A total of 108 high quality sequences were retained and manually checked using the BioEdit program (Hall, 1999 – version 126.96.36.199). Suspect sequences were checked manually to detect chimeras by separate nBLAST searches of short fragments. The closest matches for each ribotype based on nBLAST searches (Altschul et al., 1990) of the nr/nt GenBank database were selected as reference sequences, additional sequences of cultured species were also added in an attempt to increase the phylogenetic resolution. If the closest match was to an uncultured clone, the closest isolated strain sequence was retrieved and included in our phylogenetic analysis. Following our microscopy identification (see below) of the morphological genus Dichothrix we directly sequenced several filaments from one colony, which were picked under a stereo microscope. Four samples were amplified directly using cyanobacterial specific primers 27F1 and 809R and sequenced in both directions using the same primers. The eight separate sequencing reactions yielded the same sequence (CBS4-C1). The phylogenetic tree was constructed following, initial alignment with multiple alignment using fast Fourier transform (MAFFT, Katoh and Toh, 2008) on the EMBL-EBI portal (http://www.ebi.ac.uk/Tools/msa/mafft/), all sequences were then trimmed to 754 nt and realigned using first MAFFT and then ClustalW2, both provided similar arrangements and Nexus guide trees with the 16S rRNA gene sequence of E. coli DP170 as the outgroup. The final tree was constructed and bootstrapped (1000 replicates) using the Maximum Likelihood in RAxML program (Version 7.3.0; Stamatakis, 2006; Stamatakis et al., 2008). The evolutionary model used was GTR +i+ gamma (Tavaré, 1986). The sequences are deposited in GenBank (accession numbers JQ249752–JQ249830).
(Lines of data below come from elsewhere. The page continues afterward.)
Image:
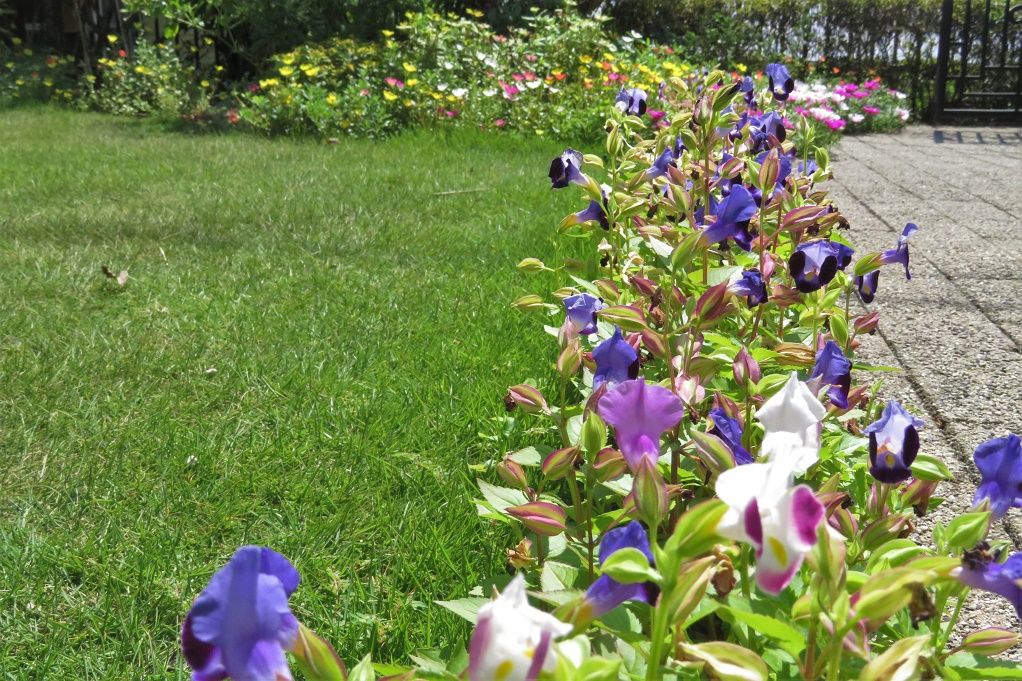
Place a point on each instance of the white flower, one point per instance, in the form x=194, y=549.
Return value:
x=778, y=519
x=791, y=419
x=512, y=640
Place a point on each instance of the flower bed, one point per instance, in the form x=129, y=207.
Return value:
x=711, y=490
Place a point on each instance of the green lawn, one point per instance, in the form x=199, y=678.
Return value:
x=309, y=343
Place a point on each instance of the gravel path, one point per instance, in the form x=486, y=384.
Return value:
x=956, y=329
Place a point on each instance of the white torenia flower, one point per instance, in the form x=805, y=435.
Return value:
x=791, y=419
x=778, y=519
x=512, y=640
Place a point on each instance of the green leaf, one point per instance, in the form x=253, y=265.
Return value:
x=467, y=607
x=788, y=638
x=630, y=565
x=501, y=498
x=316, y=657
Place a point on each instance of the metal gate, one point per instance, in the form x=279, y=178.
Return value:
x=979, y=59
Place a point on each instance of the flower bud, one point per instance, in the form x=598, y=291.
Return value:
x=543, y=517
x=560, y=462
x=520, y=556
x=526, y=397
x=609, y=464
x=867, y=323
x=512, y=473
x=746, y=369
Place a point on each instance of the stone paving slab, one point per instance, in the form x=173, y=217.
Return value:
x=956, y=328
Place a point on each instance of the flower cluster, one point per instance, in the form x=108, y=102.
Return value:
x=713, y=491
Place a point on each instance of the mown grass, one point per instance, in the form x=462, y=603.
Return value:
x=309, y=343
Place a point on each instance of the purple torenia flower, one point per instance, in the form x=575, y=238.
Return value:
x=632, y=101
x=750, y=284
x=834, y=369
x=616, y=361
x=733, y=216
x=893, y=444
x=1000, y=462
x=660, y=166
x=582, y=311
x=640, y=413
x=240, y=625
x=729, y=429
x=1004, y=579
x=780, y=81
x=566, y=169
x=605, y=593
x=900, y=253
x=813, y=265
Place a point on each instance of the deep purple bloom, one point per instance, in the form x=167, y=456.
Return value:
x=1000, y=462
x=582, y=311
x=729, y=429
x=566, y=169
x=751, y=285
x=813, y=265
x=866, y=285
x=1004, y=579
x=240, y=625
x=660, y=166
x=632, y=101
x=834, y=369
x=900, y=253
x=733, y=216
x=616, y=361
x=640, y=413
x=780, y=81
x=605, y=593
x=893, y=444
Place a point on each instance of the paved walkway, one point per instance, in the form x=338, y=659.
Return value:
x=956, y=329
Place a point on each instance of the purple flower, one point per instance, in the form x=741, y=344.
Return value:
x=582, y=311
x=632, y=101
x=659, y=167
x=640, y=414
x=866, y=285
x=1000, y=462
x=893, y=444
x=780, y=81
x=566, y=169
x=733, y=215
x=900, y=253
x=834, y=369
x=750, y=284
x=616, y=361
x=240, y=625
x=813, y=265
x=605, y=593
x=730, y=430
x=1003, y=579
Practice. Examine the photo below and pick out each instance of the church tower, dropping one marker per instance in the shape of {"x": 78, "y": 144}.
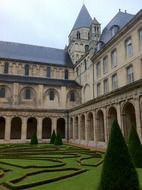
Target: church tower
{"x": 79, "y": 36}
{"x": 94, "y": 35}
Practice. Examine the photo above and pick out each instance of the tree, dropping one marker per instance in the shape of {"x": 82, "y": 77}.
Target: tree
{"x": 58, "y": 140}
{"x": 135, "y": 147}
{"x": 53, "y": 137}
{"x": 118, "y": 170}
{"x": 34, "y": 139}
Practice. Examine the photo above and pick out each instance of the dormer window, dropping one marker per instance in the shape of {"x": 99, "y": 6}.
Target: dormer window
{"x": 114, "y": 30}
{"x": 78, "y": 35}
{"x": 6, "y": 68}
{"x": 27, "y": 68}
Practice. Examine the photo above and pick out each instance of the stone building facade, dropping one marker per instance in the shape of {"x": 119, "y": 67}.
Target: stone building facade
{"x": 77, "y": 91}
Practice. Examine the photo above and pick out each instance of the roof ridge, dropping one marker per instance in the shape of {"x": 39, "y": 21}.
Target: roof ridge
{"x": 31, "y": 45}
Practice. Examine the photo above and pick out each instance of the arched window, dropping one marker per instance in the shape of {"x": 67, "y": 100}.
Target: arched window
{"x": 72, "y": 96}
{"x": 48, "y": 72}
{"x": 6, "y": 68}
{"x": 78, "y": 35}
{"x": 2, "y": 92}
{"x": 86, "y": 48}
{"x": 28, "y": 94}
{"x": 27, "y": 70}
{"x": 66, "y": 74}
{"x": 51, "y": 95}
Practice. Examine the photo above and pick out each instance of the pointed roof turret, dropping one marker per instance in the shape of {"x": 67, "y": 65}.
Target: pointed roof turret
{"x": 83, "y": 20}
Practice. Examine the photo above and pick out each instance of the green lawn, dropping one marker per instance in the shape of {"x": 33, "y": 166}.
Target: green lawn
{"x": 50, "y": 167}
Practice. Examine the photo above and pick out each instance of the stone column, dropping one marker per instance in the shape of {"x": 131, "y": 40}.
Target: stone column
{"x": 54, "y": 124}
{"x": 24, "y": 129}
{"x": 7, "y": 128}
{"x": 86, "y": 127}
{"x": 119, "y": 115}
{"x": 95, "y": 124}
{"x": 39, "y": 128}
{"x": 138, "y": 120}
{"x": 105, "y": 124}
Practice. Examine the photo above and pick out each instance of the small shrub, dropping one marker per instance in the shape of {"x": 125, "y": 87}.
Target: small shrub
{"x": 135, "y": 147}
{"x": 118, "y": 170}
{"x": 58, "y": 140}
{"x": 53, "y": 137}
{"x": 34, "y": 139}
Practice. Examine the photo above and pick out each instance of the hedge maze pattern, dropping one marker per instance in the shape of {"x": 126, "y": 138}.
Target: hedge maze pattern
{"x": 27, "y": 166}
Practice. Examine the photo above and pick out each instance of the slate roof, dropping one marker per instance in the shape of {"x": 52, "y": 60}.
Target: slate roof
{"x": 31, "y": 53}
{"x": 38, "y": 80}
{"x": 83, "y": 20}
{"x": 121, "y": 19}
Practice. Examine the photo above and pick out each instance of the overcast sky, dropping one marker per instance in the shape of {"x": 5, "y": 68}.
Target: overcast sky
{"x": 49, "y": 22}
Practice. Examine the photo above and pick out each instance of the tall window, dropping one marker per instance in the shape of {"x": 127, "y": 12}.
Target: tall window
{"x": 140, "y": 37}
{"x": 114, "y": 58}
{"x": 6, "y": 68}
{"x": 51, "y": 95}
{"x": 28, "y": 94}
{"x": 72, "y": 96}
{"x": 98, "y": 69}
{"x": 85, "y": 64}
{"x": 48, "y": 72}
{"x": 114, "y": 30}
{"x": 78, "y": 35}
{"x": 2, "y": 92}
{"x": 130, "y": 74}
{"x": 66, "y": 74}
{"x": 128, "y": 47}
{"x": 98, "y": 89}
{"x": 105, "y": 65}
{"x": 114, "y": 82}
{"x": 27, "y": 68}
{"x": 86, "y": 48}
{"x": 106, "y": 86}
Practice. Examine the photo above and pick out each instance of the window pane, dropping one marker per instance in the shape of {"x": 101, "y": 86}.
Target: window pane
{"x": 113, "y": 58}
{"x": 2, "y": 92}
{"x": 98, "y": 89}
{"x": 27, "y": 70}
{"x": 114, "y": 82}
{"x": 129, "y": 48}
{"x": 6, "y": 67}
{"x": 48, "y": 72}
{"x": 72, "y": 96}
{"x": 27, "y": 94}
{"x": 105, "y": 65}
{"x": 130, "y": 74}
{"x": 51, "y": 95}
{"x": 106, "y": 86}
{"x": 140, "y": 37}
{"x": 66, "y": 74}
{"x": 98, "y": 69}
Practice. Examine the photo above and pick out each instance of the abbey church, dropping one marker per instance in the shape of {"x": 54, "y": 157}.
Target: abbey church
{"x": 77, "y": 91}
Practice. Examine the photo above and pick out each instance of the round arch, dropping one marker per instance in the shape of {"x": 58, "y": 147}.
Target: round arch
{"x": 31, "y": 127}
{"x": 2, "y": 127}
{"x": 82, "y": 127}
{"x": 90, "y": 129}
{"x": 112, "y": 115}
{"x": 100, "y": 126}
{"x": 71, "y": 127}
{"x": 46, "y": 128}
{"x": 16, "y": 125}
{"x": 61, "y": 127}
{"x": 76, "y": 127}
{"x": 129, "y": 118}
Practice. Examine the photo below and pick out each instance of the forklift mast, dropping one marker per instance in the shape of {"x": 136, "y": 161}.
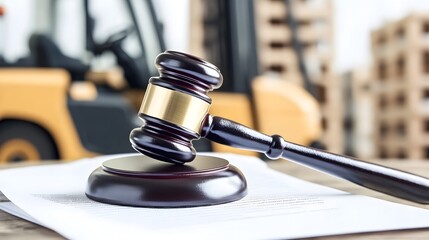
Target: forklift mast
{"x": 230, "y": 42}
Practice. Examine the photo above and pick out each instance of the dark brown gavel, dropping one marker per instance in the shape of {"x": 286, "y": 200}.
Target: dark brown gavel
{"x": 175, "y": 111}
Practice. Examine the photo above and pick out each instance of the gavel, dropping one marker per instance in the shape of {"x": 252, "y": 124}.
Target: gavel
{"x": 175, "y": 112}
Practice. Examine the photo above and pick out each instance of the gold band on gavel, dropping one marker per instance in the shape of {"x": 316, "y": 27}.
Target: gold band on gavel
{"x": 175, "y": 107}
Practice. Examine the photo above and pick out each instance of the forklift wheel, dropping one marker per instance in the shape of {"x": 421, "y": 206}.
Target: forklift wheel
{"x": 22, "y": 141}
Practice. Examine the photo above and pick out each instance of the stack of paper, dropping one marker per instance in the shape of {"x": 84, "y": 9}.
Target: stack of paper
{"x": 277, "y": 206}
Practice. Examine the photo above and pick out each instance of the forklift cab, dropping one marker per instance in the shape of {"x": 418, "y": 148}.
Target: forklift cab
{"x": 84, "y": 38}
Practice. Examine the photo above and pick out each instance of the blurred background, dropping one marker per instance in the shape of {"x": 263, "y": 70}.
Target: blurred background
{"x": 351, "y": 77}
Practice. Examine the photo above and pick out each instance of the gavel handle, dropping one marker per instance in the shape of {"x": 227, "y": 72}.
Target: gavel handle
{"x": 383, "y": 179}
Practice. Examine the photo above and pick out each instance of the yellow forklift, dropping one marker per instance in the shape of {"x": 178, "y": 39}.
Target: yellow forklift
{"x": 54, "y": 105}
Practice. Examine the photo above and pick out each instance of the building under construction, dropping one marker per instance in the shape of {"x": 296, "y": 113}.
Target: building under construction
{"x": 401, "y": 74}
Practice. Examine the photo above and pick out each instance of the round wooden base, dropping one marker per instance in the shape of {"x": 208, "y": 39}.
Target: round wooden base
{"x": 141, "y": 181}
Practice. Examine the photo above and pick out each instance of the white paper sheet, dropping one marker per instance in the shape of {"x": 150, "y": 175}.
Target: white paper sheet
{"x": 277, "y": 206}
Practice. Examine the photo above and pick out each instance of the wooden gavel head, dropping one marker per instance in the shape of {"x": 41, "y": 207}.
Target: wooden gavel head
{"x": 175, "y": 106}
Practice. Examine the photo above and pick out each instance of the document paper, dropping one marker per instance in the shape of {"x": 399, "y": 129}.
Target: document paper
{"x": 277, "y": 206}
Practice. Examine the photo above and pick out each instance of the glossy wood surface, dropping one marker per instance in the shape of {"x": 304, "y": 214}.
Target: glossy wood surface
{"x": 141, "y": 181}
{"x": 17, "y": 229}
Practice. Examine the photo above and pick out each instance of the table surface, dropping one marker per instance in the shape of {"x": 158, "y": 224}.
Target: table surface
{"x": 15, "y": 228}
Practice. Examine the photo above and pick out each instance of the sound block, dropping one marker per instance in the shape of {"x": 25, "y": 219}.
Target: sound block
{"x": 141, "y": 181}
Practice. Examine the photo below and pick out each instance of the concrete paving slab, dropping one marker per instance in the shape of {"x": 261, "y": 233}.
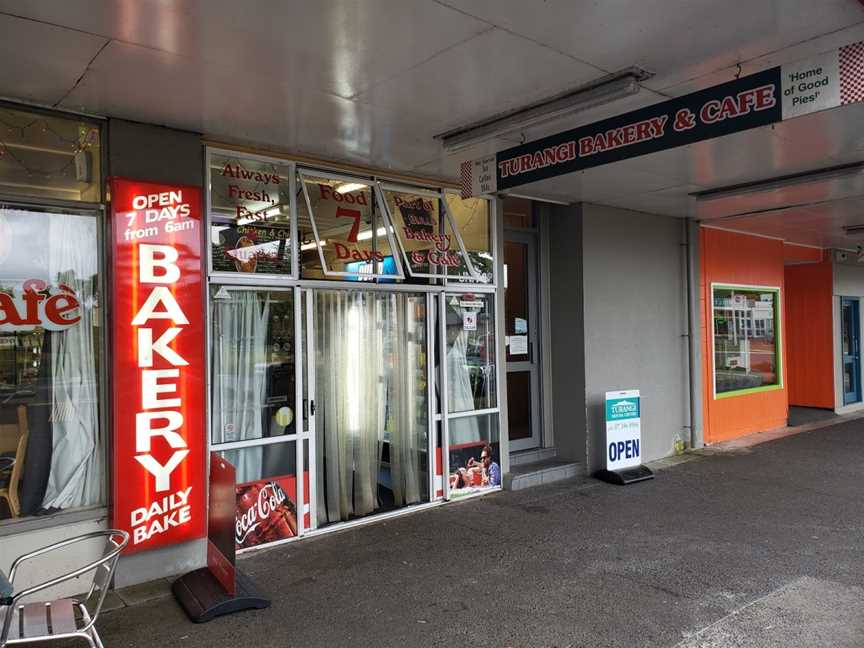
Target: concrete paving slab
{"x": 577, "y": 563}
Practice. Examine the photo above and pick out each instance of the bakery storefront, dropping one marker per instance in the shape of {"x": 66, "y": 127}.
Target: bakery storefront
{"x": 52, "y": 380}
{"x": 353, "y": 367}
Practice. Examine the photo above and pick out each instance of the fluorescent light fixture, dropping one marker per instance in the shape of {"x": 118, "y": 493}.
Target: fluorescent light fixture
{"x": 348, "y": 187}
{"x": 367, "y": 234}
{"x": 597, "y": 93}
{"x": 312, "y": 245}
{"x": 781, "y": 182}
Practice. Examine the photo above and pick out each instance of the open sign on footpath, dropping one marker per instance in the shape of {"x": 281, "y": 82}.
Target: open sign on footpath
{"x": 623, "y": 430}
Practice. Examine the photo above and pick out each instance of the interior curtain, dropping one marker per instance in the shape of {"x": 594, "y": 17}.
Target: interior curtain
{"x": 349, "y": 420}
{"x": 239, "y": 351}
{"x": 460, "y": 395}
{"x": 76, "y": 477}
{"x": 407, "y": 434}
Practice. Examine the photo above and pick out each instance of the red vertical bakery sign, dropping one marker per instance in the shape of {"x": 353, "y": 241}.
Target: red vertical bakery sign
{"x": 159, "y": 363}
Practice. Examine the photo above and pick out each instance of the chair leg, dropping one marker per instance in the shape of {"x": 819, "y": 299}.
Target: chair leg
{"x": 14, "y": 504}
{"x": 96, "y": 637}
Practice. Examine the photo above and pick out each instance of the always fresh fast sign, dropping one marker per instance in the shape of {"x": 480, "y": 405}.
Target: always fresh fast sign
{"x": 158, "y": 363}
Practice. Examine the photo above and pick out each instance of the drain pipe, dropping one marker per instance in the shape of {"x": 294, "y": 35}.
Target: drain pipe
{"x": 694, "y": 349}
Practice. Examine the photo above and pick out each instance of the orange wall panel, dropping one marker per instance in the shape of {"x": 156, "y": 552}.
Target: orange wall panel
{"x": 733, "y": 258}
{"x": 810, "y": 334}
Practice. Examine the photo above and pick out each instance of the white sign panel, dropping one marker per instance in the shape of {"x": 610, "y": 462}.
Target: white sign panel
{"x": 623, "y": 430}
{"x": 479, "y": 177}
{"x": 811, "y": 85}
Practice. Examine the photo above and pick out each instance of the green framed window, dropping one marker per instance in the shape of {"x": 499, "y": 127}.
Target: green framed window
{"x": 746, "y": 340}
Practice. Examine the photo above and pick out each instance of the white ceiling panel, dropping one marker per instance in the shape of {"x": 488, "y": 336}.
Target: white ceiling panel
{"x": 342, "y": 46}
{"x": 699, "y": 36}
{"x": 42, "y": 62}
{"x": 487, "y": 75}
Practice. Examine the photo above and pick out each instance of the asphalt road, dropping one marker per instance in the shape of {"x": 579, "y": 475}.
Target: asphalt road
{"x": 761, "y": 547}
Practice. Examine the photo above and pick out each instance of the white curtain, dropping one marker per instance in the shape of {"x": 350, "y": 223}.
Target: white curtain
{"x": 77, "y": 476}
{"x": 460, "y": 395}
{"x": 239, "y": 355}
{"x": 350, "y": 412}
{"x": 407, "y": 423}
The microbial mat samples were preserved with a 10% (final concentration) glutaraldehyde–paraformaldehyde solution (Lovejoy et al., 1993) and maintained in the dark at 4°C until analysis. Samples were dispersed prior to enumeration and diluted in purified water (milliQ water, Millipore, Billerica, USA) to be sedimented in 15 mL cylindrical counting chambers (Villeneuve et al., 2001); and observed by Fluorescence, Nomarski, Utermöhl (FNU) microscopy (Lovejoy et al., 1993). Samples were examined using an Olympus IX71 inverted microscope (Olympus Canada, Richmond Hill, ON, Canada) at 200× and 400× magnification under UV, green, or blue excitation as well as under bright field (Köhler) illumination.
Another microbial mat sample for taxonomic analysis was kept frozen at −20°C without fixatives. This sample was thawed and dispersed in water prior to examination with an Olympus IX71 inverted microscope at 200× magnification under visible light.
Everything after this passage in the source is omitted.